73. Several delegations proposed the advancement of the MRLs to Step 8. However, based on the reasons stated above, the Committee decided to retain (also see para. 83) the draft MRLs for tissues of cattle, pig, sheep and poultry at Step 7 (Appendix IV) pending the publication of the toxicological monograph by the 50th JECFA.
DEXAMETHASONE
74. The Committee noted that while the Commission adopted the MRLs for dexamethasone at Step 5, JECFA at its 48th and 50th Sessions had recommended to withdraw all the draft MRLs due to the lack of appropriate methods of analysis for regulatory monitoring. However, it was recognized that dexamethasone was widely registered and had potential for misuses/abuses which might give rise to health concerns. The Committee decided to retain all the proposed draft MRLs at Step 7 (see Appendix IV).
DICLAZURIL
75. The Committee agreed to advance all draft MRLs to Step 8 (Appendix II).

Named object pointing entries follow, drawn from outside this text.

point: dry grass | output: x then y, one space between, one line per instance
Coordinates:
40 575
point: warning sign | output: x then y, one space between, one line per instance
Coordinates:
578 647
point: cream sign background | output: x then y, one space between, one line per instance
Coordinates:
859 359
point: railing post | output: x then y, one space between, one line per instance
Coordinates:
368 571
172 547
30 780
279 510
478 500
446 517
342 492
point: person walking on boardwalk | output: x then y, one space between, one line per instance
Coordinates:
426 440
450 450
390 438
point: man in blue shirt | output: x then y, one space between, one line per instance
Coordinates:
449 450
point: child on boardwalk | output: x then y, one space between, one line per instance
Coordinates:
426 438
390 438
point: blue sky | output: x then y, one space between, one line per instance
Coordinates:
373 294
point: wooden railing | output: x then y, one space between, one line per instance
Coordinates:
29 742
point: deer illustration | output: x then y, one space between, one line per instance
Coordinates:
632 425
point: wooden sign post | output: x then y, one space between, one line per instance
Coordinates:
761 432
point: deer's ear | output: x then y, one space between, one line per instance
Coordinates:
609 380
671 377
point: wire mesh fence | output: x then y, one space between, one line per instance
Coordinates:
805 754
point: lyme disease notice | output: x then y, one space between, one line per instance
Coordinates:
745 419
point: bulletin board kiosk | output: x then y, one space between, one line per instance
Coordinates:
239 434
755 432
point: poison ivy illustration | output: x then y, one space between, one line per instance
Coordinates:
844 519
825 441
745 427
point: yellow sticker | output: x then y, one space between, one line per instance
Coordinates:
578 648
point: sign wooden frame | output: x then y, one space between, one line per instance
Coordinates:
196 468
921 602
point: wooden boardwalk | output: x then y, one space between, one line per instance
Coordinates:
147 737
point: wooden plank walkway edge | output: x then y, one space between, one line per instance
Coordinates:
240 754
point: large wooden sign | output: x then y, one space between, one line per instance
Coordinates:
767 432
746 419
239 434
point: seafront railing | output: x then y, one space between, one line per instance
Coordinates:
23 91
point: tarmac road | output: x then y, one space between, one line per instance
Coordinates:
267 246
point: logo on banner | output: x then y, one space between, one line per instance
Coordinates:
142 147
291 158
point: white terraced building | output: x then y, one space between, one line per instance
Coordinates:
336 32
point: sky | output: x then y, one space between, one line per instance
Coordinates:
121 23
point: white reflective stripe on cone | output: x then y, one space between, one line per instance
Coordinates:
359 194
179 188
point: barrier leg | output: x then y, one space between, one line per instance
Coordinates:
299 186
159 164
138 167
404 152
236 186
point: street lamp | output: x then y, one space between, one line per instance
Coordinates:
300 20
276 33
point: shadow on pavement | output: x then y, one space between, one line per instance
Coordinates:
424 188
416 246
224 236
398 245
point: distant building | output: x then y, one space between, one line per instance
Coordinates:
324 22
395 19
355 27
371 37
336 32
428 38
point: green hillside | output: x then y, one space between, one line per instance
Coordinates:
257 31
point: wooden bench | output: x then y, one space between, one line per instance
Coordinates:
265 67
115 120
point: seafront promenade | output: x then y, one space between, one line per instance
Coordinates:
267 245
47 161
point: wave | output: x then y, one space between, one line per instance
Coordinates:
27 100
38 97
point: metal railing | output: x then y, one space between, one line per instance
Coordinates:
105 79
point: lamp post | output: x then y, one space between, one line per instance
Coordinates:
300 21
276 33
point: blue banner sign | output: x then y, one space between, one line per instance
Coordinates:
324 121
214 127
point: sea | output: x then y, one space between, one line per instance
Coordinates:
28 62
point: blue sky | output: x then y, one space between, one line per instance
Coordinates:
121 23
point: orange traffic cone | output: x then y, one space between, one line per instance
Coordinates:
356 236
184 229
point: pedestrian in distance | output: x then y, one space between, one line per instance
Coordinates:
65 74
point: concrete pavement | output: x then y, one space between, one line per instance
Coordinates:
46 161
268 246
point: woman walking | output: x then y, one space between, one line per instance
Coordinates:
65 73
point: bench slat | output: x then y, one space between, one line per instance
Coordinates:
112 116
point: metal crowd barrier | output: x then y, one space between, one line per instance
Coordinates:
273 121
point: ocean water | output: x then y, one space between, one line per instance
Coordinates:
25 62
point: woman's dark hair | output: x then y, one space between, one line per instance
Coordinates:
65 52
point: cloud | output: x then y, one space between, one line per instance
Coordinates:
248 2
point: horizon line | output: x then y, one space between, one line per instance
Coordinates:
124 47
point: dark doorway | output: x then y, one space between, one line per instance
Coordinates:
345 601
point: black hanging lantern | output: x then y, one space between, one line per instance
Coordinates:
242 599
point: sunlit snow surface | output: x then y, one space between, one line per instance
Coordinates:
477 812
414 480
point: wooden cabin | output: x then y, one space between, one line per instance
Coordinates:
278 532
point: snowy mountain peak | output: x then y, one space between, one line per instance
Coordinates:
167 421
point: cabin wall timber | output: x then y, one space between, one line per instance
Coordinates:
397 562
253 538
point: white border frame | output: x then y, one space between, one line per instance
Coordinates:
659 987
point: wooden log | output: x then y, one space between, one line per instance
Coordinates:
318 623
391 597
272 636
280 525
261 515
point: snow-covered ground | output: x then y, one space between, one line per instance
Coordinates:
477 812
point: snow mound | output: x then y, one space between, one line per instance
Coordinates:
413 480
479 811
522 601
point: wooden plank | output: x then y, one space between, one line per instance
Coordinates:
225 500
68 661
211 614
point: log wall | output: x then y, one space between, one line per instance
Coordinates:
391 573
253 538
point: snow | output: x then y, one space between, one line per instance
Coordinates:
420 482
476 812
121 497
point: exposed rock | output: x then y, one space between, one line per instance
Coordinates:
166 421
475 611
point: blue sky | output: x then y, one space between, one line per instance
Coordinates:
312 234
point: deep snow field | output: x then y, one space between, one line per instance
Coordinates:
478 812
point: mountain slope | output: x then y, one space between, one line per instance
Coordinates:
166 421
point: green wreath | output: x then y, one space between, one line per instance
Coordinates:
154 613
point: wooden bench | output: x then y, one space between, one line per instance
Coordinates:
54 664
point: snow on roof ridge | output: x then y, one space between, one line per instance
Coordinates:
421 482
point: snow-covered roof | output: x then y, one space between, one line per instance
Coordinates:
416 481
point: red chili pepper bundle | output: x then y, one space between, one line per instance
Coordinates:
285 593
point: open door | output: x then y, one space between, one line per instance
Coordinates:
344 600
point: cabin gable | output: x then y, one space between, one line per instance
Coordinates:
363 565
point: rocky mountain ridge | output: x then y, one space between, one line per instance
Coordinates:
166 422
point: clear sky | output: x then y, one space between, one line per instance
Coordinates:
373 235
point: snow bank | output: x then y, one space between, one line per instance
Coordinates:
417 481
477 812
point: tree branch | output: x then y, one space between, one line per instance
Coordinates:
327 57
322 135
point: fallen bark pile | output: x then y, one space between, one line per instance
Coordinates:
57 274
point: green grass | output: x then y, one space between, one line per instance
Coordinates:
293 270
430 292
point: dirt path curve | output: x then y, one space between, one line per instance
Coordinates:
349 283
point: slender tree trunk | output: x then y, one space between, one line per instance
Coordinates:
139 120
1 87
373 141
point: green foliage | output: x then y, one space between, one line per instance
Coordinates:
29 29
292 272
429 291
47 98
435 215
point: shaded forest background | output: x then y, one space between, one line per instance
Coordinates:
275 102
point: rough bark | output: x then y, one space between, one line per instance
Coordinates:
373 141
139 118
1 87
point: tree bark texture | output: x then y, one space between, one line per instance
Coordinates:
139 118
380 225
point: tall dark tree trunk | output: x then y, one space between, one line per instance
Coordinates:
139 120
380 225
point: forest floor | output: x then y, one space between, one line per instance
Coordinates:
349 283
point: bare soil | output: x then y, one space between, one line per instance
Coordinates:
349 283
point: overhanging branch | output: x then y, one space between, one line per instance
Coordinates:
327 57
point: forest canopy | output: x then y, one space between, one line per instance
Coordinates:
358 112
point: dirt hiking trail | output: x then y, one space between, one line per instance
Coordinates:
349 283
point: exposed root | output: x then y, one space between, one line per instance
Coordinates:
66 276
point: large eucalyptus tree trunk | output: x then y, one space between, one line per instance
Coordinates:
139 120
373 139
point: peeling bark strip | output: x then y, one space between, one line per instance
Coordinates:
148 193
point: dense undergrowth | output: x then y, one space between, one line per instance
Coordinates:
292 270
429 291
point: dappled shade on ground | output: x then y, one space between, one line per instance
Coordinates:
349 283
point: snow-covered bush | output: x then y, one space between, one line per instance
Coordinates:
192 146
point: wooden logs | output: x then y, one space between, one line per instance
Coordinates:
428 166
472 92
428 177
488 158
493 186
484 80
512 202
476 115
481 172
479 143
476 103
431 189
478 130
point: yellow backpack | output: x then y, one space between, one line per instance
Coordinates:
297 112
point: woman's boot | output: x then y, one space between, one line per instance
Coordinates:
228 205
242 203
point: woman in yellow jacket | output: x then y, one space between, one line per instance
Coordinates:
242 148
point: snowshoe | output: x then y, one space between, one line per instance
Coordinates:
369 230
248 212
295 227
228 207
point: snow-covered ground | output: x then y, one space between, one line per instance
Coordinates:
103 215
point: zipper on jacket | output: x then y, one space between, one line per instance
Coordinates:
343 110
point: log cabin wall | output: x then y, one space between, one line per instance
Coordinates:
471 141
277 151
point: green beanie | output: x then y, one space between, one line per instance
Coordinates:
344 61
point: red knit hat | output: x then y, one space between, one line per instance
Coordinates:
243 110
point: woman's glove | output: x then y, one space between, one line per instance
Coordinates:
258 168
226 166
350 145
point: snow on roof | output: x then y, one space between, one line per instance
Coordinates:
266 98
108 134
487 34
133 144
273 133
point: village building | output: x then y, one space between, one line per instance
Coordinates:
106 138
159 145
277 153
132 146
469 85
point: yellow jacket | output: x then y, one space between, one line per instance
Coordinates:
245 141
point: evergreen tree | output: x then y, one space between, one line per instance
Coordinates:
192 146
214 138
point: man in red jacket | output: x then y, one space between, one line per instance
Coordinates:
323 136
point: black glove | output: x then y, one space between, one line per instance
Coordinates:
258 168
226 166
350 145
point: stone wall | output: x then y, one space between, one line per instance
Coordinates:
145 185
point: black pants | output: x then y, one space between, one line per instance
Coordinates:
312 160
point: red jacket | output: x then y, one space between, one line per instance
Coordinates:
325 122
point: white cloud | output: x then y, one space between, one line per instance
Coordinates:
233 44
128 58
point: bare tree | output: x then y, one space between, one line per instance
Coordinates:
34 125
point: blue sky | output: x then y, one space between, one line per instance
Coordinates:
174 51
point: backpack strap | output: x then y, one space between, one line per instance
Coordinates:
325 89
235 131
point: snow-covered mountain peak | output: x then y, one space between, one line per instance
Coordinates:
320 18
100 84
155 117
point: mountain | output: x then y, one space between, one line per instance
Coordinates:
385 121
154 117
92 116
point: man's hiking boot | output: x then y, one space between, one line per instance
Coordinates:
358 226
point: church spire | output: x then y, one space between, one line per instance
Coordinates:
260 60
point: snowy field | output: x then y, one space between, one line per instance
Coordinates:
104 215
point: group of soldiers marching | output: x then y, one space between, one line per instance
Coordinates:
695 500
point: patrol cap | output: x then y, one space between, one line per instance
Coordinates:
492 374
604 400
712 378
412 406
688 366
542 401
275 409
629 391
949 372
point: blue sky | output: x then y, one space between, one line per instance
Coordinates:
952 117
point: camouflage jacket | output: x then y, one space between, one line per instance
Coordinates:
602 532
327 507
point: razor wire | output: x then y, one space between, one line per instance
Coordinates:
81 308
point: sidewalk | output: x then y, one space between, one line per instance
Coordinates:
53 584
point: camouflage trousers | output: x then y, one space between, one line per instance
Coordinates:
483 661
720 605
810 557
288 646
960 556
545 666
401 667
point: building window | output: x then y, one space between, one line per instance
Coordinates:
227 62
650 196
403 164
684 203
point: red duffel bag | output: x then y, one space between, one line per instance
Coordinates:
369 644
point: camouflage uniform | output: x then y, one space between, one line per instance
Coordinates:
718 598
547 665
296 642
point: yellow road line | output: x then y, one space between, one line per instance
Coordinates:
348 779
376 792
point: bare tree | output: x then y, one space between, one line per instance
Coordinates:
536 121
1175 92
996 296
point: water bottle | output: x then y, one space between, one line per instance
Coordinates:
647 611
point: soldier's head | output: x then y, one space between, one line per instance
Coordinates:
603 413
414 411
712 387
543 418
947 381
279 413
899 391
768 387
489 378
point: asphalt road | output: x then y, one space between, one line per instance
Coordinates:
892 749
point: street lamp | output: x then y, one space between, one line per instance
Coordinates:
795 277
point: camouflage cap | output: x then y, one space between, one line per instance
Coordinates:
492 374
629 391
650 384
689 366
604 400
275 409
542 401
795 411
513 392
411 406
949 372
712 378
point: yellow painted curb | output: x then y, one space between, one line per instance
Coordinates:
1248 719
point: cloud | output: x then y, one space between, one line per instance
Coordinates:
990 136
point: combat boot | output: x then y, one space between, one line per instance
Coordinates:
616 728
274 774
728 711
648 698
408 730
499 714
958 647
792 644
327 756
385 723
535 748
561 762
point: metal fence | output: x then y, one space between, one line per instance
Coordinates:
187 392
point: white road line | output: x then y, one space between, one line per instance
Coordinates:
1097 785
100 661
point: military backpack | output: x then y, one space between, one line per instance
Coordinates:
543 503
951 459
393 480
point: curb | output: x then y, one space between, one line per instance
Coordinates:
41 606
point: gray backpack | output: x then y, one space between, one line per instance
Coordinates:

DIHYDROSTREPTOMYCIN/STREPTOMYCIN
76. The Committee was informed that the MRLs were temporary due to the fact that a validated method was available only for dihydrostreptomycin. Noting that these MRLs were scheduled for reevaluation by the 52nd JECFA, the Committee agreed to advance them to Step 8 (Appendix II).
FEBANTEL/FENBENDAZOLE/OXFENDAZOLE
77. The Delegation of Germany, speaking on behalf of the EC, informed the Committee that the ADI within the EC was the same as that recommended by JECFA and therefore, the EC could accept an increase of the established MRLs in the EC up to the MRLs proposed by JECFA. The Committee agreed to advance (also see para. 85) the draft MRLs for the tissues of cattle, pig and sheep to Step 8 (Appendix II).
GENTAMICIN
78. The Committee noted that the 50th JECFA increased the ADI and MRLs. While it was recognized that the estimated intake was below the new ADI, the Committee decided to retain all the draft MRLs at Step 7 (Appendix IV) as no details of the toxicological evaluation were available (also see paras. 71-73).
NEOMYCIN
79. The Committee agreed to advance all draft MRLs to Step 8 (Appendix II).
SPECTINOMYCIN
80. Noting that the estimated intake was below the ADI, the Committee agreed to advance (also see para. 92) the draft MRLs for the tissues of cattle, pig and chicken (except chicken eggs) to Step 8 (Appendix II).
THIAMPHENICOL
81. Based on the fact that the ADI was temporary, the Committee decided to retain all the draft MRLs at Step 7 (Appendix IV) awaiting their reevaluation by the 52nd JECFA.
TILMICOSIN
82. In response to the question on the use of safety factor of 10, the WHO Secretary to the JECFA explained that the basis of the ADI was the toxicological endpoint and the safety factor of 100 was used. The Committee agreed to advance all the draft MRLs to Step 8 (Appendix II).